“Love, Gilda,” the documentary about famed American comedian Gilda Radner, is being shown at the Speed Art Museum until Friday, Oct. 5. Directed by Lisa D’Apolito, the film focuses on the life of Radner, who at 29 landed on the original, 1975 cast of “Saturday Night Live.” Popular comedians of today read Radner’s diary entries and reflect on her impact on their own careers in the biopic. While she became known for the characters she portrayed on “SNL”, most notably Roseanne Roseannadanna and Baba Wawa, Radner went on to make audiences laugh in stage performances and on the big screen. Ovarian cancer would cut her life short. She died on May 20, 1989, at the age of 42. Named in Radner’s honor, Gilda’s Club, a nonprofit organization with chapters across America, continues to support those with cancer and their family and friends. “Love, Gilda” executive producer Alan Zweibel, a former writer for “SNL” and “It’s Garry Shandling’s Show,” conceived many of Radner’s “SNL” personas and considered her a close friend. LEO Weekly spoke to the New Yorker by phone earlier this week about Radner’s legacy.

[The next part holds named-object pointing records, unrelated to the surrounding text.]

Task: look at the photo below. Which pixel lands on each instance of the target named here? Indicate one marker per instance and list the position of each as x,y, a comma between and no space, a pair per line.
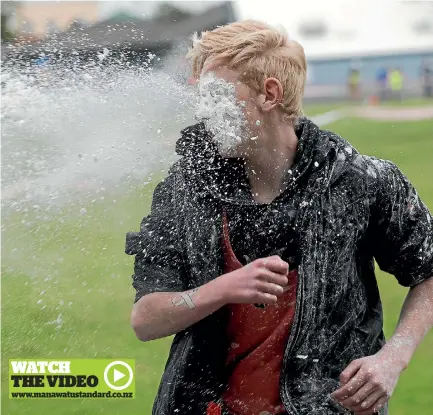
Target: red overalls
258,338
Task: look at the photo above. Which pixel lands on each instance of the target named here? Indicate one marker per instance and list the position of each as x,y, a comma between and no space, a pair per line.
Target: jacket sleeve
159,265
402,227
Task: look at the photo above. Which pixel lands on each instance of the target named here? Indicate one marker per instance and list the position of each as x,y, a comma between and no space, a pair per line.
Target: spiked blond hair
258,51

LEO: In ‘Love, Gilda,’ Radner says, ‘People want to know what made you funny. And I know what made me funny. My biggest motivation has always been love.’ What was your motivation in helping to document Radner’s life?
She was my best friend and godmother of our three children. I created a lot of her characters when we were both doing ‘Saturday Night Live.’ What can I say? I’ve written a book called ‘Bunny, Bunny’ about she and I. That became a play, and it looks like it’s going to go to Broadway next year. Gilda’s just a part of me. She’s a part of my wife Robin. So when the opportunity came along we jumped on it. We wanted to add to Gilda’s legacy.
A new generation now watches ‘SNL,’ one that might not know Radner. How does Gilda’s humor transcend the decades?
I think everyone still knows Gilda. I think that was shown in the movie by Amy Poehler and Bill Hader and Cecily Strong looking through her stuff. As far as the viewers are concerned, you’d be surprised how many of them know who Gilda was. They know the history of the show. I’m not quite sure they don’t know who she is. And if they don’t know who she is initially, they eventually learn.
Do you think her humor does transcend decades? It wasn’t necessarily ‘70s, ‘80s, but it was something that people now can still relate to?
Well, yeah… audiences go nuts when they see the movie, no matter how old they are. They’re laughing … And they fall in love with her, and they cry when she gets sick.
The documentary discusses Radner’s impact on women in comedy. In what ways did she open doors for female comics that followed her?
It’s all throughout the whole movie. Either interviews with Amy Poehler, Bill Hader, Cicely Strong and Maya Rudolph, they talk about Gilda and how they were influenced by her. Amy Poehler talks about when she couldn’t think of anything to do in any particular week she was with the show, she and her writer would watch old Gilda sketches and figure out something.
I liked how you used her own words to be the basis of the film. How do you think that helps to communicate her story?
Because she’s saying it. She’s narrating her own life. So it’s much more effective than other people telling a narrative.
That’s not something you get very often nowadays, is it?
Well, she did a book that had an audio book version of it, so a lot of it is from there.
As a good friend of Radner, what do you think she’d want her legacy to be?
I think she’d want her legacy to be her comedy and also Gilda’s Clubs, which are all over the country helping cancer patients and their families. We’ve been having screenings all over. It’s really affecting a lot of people. I’ve been doing the talkback after a lot of the screenings, and the one they did yesterday, they screened it for a Gilda’s club in New York at a theater. It was very touching to see.